Por fim, a sentença condenou o fundo a recompor o patrimônio dos autores e ainda ao pagamento de R$ 10.000.00 (dez mil reais) a título de danos morais para cada um dos autores.

Esse tipo de conduta paternalista dos magistrados é chamado paternalismo pretoriano.

Ocorre que não há como se dizer que os indivíduos não merecem uma melhor proteção jurídica nas relações com partes que possuem maior poderio, seja financeiro ou de influência.

Assim, surge a ideia do paternalismo por assimetria de informações, onde haveria situações em que o indivíduo teria a segurança e a possibilidade de tomar decisões mais adequadas, sem prejuízos a ela, ou de forma mitigada.

Segundo Colin Camerer, economista comportamental, esse modelo de paternalismo se caracterizaria de quatro maneiras:

a)    Análise de cláusulas padrões: as pessoas tendem a manter determinados contratos da forma como lhe foram apresentadas, ainda que com a faculdade de alterar determinados pontos e cláusulas com custo baixo ou nenhum.
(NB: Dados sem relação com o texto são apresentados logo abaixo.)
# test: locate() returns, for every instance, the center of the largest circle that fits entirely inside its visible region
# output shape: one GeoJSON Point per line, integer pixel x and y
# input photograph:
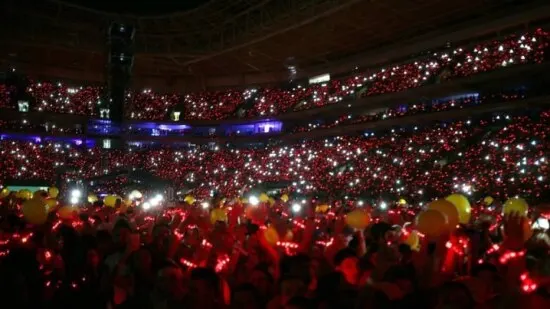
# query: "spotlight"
{"type": "Point", "coordinates": [541, 223]}
{"type": "Point", "coordinates": [76, 194]}
{"type": "Point", "coordinates": [254, 200]}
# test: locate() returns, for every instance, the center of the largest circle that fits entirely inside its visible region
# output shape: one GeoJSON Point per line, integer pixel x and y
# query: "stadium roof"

Em uma pesquisa, foi analisada uma cláusula que conferia aos empregados de determinadas empresas o direito de participar de um plano de aposentadoria privada. A princípio, a participação era optativa, entretanto, passou a ser uma automática, exceto nos casos em que a recusa fosse expressa pelo funcionário. O resultado foi um aumento expressivo no número de participantes, entretanto, a mesma pesquisa mostrou que a aplicação financeira era a menos rentável para os empregados, mas, como já era uma opção padrão, não houve oposição dos participantes em seguirem adotando-a;

b)    Imposição do dever de informar: o ser humano naturalmente tende a se comportar de maneira menos racional, razão pela qual impõe-se a obrigatoriedade de as empresas alterarem seus contratos, estatutos, termos e demais documentos de forma a esclarecer e tornar mais claros os entendimentos do indivíduo. A partir daí, a decisão tomada seria por conta e risco de quem a toma;

c)    Períodos de reflexão e arrependimento: decisões tomadas em momentos de euforia são constantes razões para fazer o indivíduo se arrepender. Nesse caso, o Código de Defesa Consumidor atende a finalidade de maneira clara e objetiva, em seu artigo 49[3];

d)    Estabelecimento de limites à escolha do consumidor: essa última característica é bastante invasiva, pois fere a autonomia individual do consumidor, entretanto, é baseado em uma pesquisa norte-americana, que mostrou que alunos que tinham carga de trabalho periódica de estudos se sobressaíram sobre colegas que tinham apenas a data final de entrega definida para o mesmo trabalho. O estudo mostrou que designar datas para a entrega de relatórios parciais era uma medida paternalista, mas mais benéfica àqueles que foram submetidas a elas.

Neste sentido, é possível concluir que o acesso a informações de maneira facilitada não só auxilia as pessoas a agirem racionalmente, como também evitam decisões de difícil ou custosa reversão, mitigando a necessidade de adoção de medidas administrativas ou judiciais para valer o direito do indivíduo, inclusive reduzindo, também, as outras espécies de paternalismo.

[1] Proc. 1999.001.141054-2. 33ª Vara Cível, Ação de Indenização, RIO DE JANEIRO.

Autor: Aldo Henrique Ramos e outros. Réu: Fundo de Investimentos Marka Nikko

[3] Art. 49. O consumidor pode desistir do contrato, no prazo de 7 dias a contar de sua assinatura ou do ato de recebimento do produto ou serviço, sempre que a contratação de fornecimento de produtos e serviços ocorrer fora do estabelecimento comercial, especialmente por telefone ou a domicílio.

        Parágrafo único. Se o consumidor exercitar o direito de arrependimento previsto neste artigo, os valores eventualmente pagos, a qualquer título, durante o prazo de reflexão, serão devolvidos, de imediato, monetariamente atualizados.